Wheat Research Institute, Ayub Agricultural Research Institute,Faisalabad,Pakistan
Mehvish,Makhdoom, Javed, Ahmad, Makhdoom, Hussain, Iqra, Ghafoor, , , , , , , , , , , , , , , , , , , , , ,
Wheat crop is facing immense losses each year owing to climate change, eventually being major threat to global food security. So, the objective of the present study was to screening of advance lines under drought and heat stress conditions. In following study, 30 advance lines of wheat along with four checks(Faislabad-08, Millat-11, Galaxy-13 and ujala16) with three treatments (heat, drought, normal) were tested for different morphological (days to heading, plant height, days to maturity, biomass,1000 grain weight and grain yield) and physiological (canopy temperature at vegetative & reproductive stage, NDVI vegetative & reproductive), parameters. Biplot analysis depicted that V2, V3, V8, V14, V19, V25, and V30 showed the highest OP vector for grain yield in drought environment.
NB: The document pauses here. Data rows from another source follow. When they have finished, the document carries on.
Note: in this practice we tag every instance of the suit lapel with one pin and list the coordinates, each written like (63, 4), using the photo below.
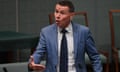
(75, 37)
(55, 42)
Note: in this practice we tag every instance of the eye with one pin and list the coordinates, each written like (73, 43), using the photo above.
(56, 11)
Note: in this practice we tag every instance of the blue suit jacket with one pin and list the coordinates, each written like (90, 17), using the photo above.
(83, 43)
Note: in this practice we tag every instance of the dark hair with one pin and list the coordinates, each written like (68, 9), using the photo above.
(67, 3)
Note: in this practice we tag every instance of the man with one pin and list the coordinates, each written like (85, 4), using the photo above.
(79, 42)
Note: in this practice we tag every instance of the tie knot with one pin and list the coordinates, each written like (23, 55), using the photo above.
(64, 31)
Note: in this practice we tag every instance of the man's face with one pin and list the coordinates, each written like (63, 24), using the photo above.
(62, 16)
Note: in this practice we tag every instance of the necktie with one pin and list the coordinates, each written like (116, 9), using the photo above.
(64, 53)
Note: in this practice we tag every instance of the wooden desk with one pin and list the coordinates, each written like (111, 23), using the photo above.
(10, 41)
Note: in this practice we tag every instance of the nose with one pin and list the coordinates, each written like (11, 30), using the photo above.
(57, 15)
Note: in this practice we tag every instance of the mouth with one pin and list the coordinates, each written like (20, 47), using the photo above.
(57, 21)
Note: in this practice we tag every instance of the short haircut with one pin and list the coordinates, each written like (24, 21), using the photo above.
(68, 4)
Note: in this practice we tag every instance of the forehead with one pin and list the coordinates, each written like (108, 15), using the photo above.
(60, 7)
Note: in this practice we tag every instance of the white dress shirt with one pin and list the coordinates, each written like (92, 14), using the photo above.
(70, 46)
Whereas, under heat conditions, V3, V4, V5, V10, V11, and V12 displayed their maximum longest vector for grain yield. Correlation analysis depicted that grain yield had non-significant correlation with canopy temperature (vegetative stage), normalized difference vegetation index (vegetative stage) canopy temperature (reproductive stage), plant height, days to heading and days to maturity under heat stress environment, while it had significant association with biomass and thousand grain weight. Under drought environment, grain yield had positive and significant correlation with biomass while on the other hand it had negative but significant association with normalized difference vegetation index (reproductive stage) and canopy temperature (reproductive stage). Best performing lines could be efficiently exploited in research programs to evade the perilous impact of climate change.